It would be difficult to explain to others how I ended up in Kosovo. In all honesty I went there about a guy... which in my life is how a lot of my adventures and lessons have begun.
"So, there was this guy..."
Notice the past tense.
So *there was this guy...* and now there isn't but there's still Kosovo.
My career as a journalist had hit a point of stagnation, my dreams were as uninteresting asleep as they were awake. My beliefs in my industry's future were as dismal as the reality we read on the front page. The precision that had always clearly driven my decision making process in the past, well it was dull and unimaginative. I had no idea what I was doing anymore, in the most cliche of terms, I was *lost*.
Great journalists, my peers in the 35 and under category are increasingly burdened with more and more non-editorial tasks in the ever changing media market of faster deadlines, higher volume of output and less resources to work with. Keywords, publishing responsibilities and administrative hurdles monopolize large parts of our energy and time. The labyrinth of rules and regulatory red tape passed down by middle management squeeze every last ounce of sanity from their greatest assets - the foot soldiers of news - the field journalists.
"NEVER touch anything with half your heart."
I had veered off my path and lost my calling. Sweet words and strong muscles seemed appealing and easy to give into, at a low point, I welcomed the romantic possibility of escape to only be led back harshly farther back from where I began. Although, eventually much further from lost than where I began.
Rejection was painful in Kosovo. It was horrible to experience that disappointment in a country filled with some of the kindest and most generous people I have ever met. Every day I experienced many genuine selfless acts made on my behalf to be grateful for, and for that I am so very appreciative. I was humbled by the unselfishness of strangers. Tempted to take my heart off my sleeve and put it back into its rib 'cage', Kosovo resuscitated my broken heart and hurt ego.
"Kosovo - the weak truce with optimism."
Estimates put nearly 70% of Kosovo's population under 30 making it one of the most youthful nations in Europe. Unemployment rates are astounding and this sovereign nation is NOT a welfare state. Its young citizens do not have freedom to travel and opportunities to study or practice English/French/German domestically are nearly non-existent.
I feel for this youthful generation. In a nation with ubiquitous wifi and shops calling Internet "a right", the internationally connected, social media savvy youth are digitally consuming global opportunity but in reality fall prey to their nation's ambiguous independence.
A cruel reality in post-conflict and disaster zones that have not created streams of revenue to support self-sufficiency in education, infrastructure and employment.
This 30ish generation have mounting loads of frustration but a weak truce with their optimism.
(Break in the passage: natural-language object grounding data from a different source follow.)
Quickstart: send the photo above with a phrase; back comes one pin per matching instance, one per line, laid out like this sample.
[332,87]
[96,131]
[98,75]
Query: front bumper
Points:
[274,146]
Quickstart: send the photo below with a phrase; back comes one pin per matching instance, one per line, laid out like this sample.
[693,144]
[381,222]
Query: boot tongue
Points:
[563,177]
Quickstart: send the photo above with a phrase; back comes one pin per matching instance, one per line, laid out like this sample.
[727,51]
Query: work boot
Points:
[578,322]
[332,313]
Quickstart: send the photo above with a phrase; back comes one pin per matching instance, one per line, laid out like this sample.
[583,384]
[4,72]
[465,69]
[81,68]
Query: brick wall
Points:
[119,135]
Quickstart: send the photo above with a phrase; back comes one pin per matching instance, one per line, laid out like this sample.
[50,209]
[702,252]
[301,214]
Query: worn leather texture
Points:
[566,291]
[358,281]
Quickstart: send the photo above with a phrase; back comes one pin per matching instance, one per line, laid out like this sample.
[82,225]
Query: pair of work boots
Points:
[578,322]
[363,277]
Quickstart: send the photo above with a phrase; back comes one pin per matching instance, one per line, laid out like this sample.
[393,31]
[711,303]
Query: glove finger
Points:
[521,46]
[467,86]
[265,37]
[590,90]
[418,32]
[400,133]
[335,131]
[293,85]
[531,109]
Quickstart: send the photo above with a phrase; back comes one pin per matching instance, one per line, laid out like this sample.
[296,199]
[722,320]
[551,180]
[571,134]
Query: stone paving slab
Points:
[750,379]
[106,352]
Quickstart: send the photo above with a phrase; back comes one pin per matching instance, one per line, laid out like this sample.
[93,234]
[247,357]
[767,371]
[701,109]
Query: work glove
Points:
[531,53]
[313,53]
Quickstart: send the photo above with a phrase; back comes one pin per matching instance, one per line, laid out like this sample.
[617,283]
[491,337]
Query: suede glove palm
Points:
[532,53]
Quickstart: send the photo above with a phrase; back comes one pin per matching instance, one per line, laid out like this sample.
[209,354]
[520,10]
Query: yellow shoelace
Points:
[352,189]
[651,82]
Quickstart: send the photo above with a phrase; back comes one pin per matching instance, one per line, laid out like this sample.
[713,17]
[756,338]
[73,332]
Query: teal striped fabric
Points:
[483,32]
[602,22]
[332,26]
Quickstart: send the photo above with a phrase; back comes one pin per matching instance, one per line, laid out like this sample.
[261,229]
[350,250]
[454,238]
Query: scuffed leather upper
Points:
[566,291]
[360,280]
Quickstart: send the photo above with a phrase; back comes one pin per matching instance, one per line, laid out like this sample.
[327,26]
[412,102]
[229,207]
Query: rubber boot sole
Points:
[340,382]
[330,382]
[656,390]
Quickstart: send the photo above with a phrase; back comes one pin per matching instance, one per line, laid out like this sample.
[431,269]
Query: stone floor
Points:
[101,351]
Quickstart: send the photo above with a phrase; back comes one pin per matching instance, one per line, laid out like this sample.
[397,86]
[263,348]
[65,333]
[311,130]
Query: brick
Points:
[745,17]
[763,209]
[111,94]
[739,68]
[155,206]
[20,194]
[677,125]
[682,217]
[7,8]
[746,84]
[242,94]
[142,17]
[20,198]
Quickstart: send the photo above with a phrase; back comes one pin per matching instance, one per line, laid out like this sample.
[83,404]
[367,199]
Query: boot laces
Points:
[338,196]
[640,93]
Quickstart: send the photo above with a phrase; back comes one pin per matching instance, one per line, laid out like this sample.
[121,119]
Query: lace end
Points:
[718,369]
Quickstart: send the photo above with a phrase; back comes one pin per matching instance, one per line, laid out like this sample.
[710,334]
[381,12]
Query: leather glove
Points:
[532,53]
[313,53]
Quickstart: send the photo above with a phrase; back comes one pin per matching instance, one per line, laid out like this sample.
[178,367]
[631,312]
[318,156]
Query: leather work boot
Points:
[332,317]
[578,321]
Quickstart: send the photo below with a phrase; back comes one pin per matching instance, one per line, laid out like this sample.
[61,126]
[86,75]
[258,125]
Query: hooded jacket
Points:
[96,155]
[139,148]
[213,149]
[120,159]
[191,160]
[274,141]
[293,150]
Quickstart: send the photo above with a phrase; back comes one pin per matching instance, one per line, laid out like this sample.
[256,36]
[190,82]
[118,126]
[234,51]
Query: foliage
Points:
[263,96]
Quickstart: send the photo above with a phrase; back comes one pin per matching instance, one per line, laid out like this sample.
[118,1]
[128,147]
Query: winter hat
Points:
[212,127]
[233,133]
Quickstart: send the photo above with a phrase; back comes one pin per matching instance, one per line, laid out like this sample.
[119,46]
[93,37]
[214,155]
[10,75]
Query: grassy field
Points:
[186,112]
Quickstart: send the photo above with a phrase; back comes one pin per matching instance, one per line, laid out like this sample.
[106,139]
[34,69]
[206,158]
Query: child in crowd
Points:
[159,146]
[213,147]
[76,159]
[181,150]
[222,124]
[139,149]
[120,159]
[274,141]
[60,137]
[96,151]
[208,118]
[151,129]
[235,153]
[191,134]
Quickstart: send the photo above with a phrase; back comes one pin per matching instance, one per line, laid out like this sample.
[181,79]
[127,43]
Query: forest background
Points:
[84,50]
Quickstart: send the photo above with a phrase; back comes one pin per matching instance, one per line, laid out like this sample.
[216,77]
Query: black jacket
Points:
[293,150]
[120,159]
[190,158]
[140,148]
However as the state fails to yield tangible results to pursue real opportunities the needs for real solution will become more important than the fear of punitive consequences in obtaining them.
Kosovo's apparent wealth in its capital and major metropolitan centres are a bubble illusion ready to pop and drop with a thud to the ground at any moment.
"Panem et Circenses"
Last year the International Olympic Committee accepted Kosovo as a member and at Rio 2016 the tiny nation of less than 2 million will very likely receive at least one gold medal. Over time the perceived meritocracy of sports and entertainment will provide ample parts distraction and discipline for those seeking the glory of gold or sponsorship.
Could athletes be a solution for Kosovo? With such an adolescent population the timing is tight, both as competitors and spectators.
Sports leads to nationalism, infrastructure, sponsorship and international recognition, it may be that nation building may be founded on the backs of athletics and wifi.